Boston has made for excellent reading and I’m barely through the first volume. That sentence should stand out to those avid readers of theology. The way most sets of an author’s works are organized place at the forefront of volume one whatever work qualifies as that author’s explanation of general theology. For Boston it is no different. Volume 1 and the beginning of volume 2 are devoted to Boston’s unfolding of the Westminster Shorter Catechism, thereby providing the reader with a general sense of Boston’s systematic theology before diving into his work on more specific points of theology. What this tactic can often amount to is a certain amount of monotony that comes from seeing endless forest instead of examining more interesting trees. But that has not been the case for Boston.
What I have come to joyful discover in Boston’s writing is an intentional grounding of all his theology in Jesus Christ and the plan of redemption. This may sound more simple than profound but it is not. It actually raises a good question. Is the unfolding of the covenant of grace in the person and work of Jesus Christ a topic solely relevant to studies in soteriology and christology or is it a topic that shapes and crowns all areas of theology? Or put another way, “How Christ centered should our theology be?” To this second question, Boston answers with a firm, “Very!”
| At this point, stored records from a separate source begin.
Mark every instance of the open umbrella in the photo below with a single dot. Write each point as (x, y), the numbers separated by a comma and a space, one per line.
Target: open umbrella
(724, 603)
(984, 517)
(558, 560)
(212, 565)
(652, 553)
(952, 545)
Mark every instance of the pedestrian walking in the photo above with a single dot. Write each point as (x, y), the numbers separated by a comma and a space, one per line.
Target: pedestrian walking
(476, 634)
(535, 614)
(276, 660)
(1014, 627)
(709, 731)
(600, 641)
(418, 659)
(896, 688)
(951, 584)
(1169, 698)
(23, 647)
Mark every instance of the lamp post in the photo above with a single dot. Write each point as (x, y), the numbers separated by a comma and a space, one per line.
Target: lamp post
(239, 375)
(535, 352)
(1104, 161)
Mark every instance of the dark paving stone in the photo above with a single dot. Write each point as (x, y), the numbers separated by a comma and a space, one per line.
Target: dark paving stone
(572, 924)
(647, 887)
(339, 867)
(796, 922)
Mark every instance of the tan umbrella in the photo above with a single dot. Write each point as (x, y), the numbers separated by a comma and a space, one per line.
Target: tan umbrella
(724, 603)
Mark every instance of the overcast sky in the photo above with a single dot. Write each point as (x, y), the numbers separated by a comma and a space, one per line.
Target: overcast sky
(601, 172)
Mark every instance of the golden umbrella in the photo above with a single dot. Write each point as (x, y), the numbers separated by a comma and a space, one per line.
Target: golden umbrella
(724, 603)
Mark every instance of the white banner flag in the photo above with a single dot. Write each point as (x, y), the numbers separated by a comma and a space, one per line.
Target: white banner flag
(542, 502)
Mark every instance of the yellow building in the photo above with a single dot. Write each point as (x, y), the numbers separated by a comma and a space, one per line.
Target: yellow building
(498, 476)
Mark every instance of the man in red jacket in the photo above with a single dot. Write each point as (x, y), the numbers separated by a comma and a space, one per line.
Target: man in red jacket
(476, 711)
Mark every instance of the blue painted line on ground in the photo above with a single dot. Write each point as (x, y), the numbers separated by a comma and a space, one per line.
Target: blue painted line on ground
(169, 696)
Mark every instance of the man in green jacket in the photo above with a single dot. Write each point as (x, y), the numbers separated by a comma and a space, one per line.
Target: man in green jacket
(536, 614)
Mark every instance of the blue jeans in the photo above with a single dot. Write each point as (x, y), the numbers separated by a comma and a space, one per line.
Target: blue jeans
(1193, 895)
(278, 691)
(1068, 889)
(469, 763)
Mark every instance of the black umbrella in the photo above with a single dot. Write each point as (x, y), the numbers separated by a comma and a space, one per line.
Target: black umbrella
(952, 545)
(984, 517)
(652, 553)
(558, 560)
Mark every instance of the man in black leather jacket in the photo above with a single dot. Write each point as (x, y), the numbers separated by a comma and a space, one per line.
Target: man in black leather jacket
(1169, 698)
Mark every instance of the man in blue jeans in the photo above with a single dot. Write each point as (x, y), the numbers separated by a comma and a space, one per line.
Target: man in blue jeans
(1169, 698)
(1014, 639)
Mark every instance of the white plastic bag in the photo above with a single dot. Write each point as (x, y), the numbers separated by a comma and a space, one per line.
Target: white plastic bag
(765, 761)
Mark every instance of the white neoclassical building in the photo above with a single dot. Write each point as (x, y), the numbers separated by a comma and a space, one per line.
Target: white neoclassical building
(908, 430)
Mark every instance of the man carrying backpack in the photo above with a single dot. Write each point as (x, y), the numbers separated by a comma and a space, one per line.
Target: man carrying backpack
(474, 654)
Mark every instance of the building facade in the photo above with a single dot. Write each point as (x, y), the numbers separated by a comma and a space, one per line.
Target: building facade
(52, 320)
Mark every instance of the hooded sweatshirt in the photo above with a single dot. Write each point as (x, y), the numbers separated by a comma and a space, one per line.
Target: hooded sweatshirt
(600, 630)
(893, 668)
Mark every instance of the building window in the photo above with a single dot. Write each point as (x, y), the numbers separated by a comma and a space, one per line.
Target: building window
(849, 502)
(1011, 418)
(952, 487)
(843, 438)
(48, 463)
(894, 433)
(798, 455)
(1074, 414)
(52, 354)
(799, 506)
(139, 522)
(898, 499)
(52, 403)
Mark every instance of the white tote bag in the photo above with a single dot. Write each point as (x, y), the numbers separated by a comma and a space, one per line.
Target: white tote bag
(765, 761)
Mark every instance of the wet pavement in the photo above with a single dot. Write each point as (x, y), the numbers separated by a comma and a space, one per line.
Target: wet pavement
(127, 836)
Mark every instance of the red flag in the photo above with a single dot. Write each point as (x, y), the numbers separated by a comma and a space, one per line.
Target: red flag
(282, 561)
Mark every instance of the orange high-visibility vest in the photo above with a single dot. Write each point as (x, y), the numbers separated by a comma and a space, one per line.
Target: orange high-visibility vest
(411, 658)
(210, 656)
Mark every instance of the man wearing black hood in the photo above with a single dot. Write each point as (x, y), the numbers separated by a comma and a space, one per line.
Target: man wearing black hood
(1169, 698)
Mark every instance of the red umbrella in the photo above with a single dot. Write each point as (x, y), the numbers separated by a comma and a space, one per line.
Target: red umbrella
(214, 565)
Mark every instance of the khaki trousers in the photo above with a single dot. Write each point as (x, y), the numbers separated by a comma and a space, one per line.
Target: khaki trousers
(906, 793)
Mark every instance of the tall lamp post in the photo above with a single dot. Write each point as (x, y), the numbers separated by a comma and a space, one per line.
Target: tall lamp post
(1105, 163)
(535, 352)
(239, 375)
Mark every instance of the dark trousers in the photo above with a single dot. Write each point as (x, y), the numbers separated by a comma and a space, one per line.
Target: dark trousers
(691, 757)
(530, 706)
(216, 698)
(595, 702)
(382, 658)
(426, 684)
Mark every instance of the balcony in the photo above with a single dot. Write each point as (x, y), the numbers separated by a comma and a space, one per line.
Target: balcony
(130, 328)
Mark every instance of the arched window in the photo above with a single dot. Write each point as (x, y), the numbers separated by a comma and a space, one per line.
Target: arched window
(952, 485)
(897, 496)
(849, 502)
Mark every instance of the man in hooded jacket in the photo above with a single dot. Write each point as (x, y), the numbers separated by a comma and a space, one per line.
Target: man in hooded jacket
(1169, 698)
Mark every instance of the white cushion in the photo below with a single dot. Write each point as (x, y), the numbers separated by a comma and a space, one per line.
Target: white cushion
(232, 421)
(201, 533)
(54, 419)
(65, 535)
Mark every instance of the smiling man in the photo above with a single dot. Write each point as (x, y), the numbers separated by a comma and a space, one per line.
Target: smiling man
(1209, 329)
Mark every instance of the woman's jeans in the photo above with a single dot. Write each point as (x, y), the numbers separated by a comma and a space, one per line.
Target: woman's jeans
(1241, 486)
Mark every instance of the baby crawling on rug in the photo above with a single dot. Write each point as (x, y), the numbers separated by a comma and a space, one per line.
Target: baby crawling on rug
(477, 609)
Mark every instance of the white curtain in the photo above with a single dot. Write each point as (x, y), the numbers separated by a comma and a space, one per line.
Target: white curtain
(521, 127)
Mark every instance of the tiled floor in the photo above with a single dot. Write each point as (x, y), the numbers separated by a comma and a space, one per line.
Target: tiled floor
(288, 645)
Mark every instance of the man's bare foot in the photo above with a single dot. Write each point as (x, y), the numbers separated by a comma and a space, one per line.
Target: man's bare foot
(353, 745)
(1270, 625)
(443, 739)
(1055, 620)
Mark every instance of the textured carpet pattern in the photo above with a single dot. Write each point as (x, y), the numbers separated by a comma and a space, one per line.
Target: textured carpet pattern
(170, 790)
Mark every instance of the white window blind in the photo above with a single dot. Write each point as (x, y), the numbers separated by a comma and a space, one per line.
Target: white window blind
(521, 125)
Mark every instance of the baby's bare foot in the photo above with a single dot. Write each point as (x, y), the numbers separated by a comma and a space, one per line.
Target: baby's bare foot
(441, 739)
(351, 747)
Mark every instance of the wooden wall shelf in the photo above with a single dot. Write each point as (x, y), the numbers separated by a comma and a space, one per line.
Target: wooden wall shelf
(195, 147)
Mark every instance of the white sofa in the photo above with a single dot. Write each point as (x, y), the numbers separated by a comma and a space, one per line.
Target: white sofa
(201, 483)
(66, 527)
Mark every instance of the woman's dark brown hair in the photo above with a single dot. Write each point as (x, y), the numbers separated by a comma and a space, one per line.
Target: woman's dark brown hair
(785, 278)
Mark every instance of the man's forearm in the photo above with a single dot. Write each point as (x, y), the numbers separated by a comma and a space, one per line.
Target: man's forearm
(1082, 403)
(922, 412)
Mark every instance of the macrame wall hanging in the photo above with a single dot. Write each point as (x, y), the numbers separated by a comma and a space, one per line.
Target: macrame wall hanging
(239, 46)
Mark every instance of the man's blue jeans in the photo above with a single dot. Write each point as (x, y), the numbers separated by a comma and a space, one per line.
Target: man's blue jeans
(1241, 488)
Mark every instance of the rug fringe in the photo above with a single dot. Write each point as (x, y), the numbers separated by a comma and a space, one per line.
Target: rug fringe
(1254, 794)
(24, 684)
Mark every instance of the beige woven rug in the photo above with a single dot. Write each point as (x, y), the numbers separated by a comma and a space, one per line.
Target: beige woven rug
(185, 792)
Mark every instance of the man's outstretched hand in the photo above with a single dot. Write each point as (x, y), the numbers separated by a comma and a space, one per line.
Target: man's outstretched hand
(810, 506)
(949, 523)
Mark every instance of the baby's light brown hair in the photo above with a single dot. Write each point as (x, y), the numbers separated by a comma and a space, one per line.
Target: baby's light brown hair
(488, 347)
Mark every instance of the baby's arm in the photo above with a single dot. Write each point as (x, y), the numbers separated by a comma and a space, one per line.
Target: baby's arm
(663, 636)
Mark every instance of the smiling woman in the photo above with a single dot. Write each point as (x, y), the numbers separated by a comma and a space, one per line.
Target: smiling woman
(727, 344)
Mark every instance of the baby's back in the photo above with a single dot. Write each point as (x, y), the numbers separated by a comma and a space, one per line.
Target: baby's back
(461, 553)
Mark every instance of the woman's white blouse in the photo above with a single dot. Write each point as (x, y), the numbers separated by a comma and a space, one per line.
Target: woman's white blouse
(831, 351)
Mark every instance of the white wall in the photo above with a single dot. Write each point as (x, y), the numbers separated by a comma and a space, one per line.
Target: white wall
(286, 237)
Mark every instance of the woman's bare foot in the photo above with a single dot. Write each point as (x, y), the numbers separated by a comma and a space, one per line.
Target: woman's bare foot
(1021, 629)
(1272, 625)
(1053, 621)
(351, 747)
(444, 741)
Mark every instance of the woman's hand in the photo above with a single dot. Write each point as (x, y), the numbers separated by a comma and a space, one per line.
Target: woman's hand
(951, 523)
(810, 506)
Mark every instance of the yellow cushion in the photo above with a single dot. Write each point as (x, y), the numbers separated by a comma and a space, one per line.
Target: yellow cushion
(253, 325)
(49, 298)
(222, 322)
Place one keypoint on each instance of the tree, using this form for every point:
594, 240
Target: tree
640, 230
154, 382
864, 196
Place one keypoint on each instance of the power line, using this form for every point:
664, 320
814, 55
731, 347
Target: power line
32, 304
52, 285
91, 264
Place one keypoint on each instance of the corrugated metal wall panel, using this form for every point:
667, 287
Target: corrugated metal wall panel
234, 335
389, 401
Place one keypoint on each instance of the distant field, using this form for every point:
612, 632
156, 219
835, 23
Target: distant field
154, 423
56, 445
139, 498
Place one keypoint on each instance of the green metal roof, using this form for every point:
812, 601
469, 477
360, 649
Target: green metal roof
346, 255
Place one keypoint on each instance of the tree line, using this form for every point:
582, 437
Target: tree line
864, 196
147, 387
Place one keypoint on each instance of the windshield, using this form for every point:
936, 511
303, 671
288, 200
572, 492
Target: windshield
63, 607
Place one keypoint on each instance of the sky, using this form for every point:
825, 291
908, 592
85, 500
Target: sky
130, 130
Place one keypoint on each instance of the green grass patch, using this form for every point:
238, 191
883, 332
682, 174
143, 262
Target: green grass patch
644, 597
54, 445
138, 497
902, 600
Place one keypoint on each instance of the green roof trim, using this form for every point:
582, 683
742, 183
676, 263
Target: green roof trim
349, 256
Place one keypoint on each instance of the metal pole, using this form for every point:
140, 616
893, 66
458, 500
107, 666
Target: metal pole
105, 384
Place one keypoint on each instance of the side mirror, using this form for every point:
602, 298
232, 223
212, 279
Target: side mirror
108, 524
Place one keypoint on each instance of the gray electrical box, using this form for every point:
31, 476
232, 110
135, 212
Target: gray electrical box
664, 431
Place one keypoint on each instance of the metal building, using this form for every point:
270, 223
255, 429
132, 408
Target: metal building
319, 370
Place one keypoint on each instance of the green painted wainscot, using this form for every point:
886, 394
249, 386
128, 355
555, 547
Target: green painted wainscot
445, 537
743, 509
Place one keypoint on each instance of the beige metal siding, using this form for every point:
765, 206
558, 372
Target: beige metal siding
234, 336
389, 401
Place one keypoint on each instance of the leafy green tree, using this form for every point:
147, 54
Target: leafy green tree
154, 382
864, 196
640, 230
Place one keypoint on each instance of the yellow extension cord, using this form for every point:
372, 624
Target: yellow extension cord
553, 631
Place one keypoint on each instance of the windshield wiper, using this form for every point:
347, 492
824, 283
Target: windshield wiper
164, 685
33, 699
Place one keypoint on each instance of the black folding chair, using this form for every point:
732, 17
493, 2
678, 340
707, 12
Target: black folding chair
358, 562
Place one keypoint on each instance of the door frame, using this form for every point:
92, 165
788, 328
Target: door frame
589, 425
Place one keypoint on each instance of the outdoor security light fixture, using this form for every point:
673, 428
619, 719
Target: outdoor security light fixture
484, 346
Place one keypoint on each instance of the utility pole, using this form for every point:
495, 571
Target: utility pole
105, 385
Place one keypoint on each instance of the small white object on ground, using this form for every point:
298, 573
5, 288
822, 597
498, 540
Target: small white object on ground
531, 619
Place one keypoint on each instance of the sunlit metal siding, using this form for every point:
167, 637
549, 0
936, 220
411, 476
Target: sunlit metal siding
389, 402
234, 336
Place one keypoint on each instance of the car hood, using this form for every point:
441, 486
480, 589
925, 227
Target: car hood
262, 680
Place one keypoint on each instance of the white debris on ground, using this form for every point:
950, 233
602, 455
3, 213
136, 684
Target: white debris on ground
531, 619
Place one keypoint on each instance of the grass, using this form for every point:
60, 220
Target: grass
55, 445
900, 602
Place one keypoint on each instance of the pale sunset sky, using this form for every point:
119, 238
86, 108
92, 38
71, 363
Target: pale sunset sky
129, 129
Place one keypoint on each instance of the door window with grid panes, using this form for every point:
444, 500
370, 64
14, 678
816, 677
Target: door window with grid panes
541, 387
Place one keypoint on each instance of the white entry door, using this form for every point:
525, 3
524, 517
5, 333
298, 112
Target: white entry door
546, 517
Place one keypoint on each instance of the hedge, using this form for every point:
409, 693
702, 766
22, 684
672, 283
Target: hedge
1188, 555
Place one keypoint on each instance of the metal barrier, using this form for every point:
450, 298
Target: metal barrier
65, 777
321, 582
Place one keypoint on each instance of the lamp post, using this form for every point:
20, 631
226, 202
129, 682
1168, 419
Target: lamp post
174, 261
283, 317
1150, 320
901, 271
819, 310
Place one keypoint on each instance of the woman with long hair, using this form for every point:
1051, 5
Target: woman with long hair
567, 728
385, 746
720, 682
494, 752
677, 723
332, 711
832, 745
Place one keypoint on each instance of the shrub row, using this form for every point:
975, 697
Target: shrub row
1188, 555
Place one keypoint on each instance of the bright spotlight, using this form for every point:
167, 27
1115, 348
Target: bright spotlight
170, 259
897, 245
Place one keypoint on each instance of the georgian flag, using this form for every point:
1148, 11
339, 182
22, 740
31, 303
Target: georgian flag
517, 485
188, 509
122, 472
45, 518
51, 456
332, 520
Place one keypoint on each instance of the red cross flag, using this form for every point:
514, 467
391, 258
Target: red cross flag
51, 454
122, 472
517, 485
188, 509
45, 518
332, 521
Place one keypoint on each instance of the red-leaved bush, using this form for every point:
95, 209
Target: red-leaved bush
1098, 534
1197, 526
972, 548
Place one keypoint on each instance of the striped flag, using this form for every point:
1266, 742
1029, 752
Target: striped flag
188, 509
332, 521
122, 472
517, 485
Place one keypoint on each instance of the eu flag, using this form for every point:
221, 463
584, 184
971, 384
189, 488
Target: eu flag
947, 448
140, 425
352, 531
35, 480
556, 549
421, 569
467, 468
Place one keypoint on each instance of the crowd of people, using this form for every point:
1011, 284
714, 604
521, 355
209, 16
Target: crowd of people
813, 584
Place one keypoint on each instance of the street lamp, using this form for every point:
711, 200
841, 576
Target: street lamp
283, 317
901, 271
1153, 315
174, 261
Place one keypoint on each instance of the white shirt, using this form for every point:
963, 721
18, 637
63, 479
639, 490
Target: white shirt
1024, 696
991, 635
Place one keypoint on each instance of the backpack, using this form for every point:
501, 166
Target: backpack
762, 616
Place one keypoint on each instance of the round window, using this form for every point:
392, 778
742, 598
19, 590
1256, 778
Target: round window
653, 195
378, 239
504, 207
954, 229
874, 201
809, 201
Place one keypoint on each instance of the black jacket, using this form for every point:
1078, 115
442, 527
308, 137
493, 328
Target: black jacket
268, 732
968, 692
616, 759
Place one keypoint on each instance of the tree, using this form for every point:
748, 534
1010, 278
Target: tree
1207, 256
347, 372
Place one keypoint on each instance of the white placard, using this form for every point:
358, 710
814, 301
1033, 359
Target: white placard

To provide an example, I have just finished reading his work on the attributes of God as explained by question four of the Westminster Shorter Catechism. That answer reads, “God is a Spirit, infinite, eternal, and unchangeable, in his being, wisdom, power, holiness, justice, goodness, and truth.” Boston takes ample space to explain each attribute. These attributes could be described accurately without talking about the plan of redemption in any detail. After all, in the scheme of the Shorter Catechism, Jesus isn’t mentioned until well into the section on God’s providence. But in each of these attributes Boston pauses, after giving a general biblical description, to show how Jesus Christ and salvation in him highlights the true richness of the attribute of God in question. How gloriously refreshing.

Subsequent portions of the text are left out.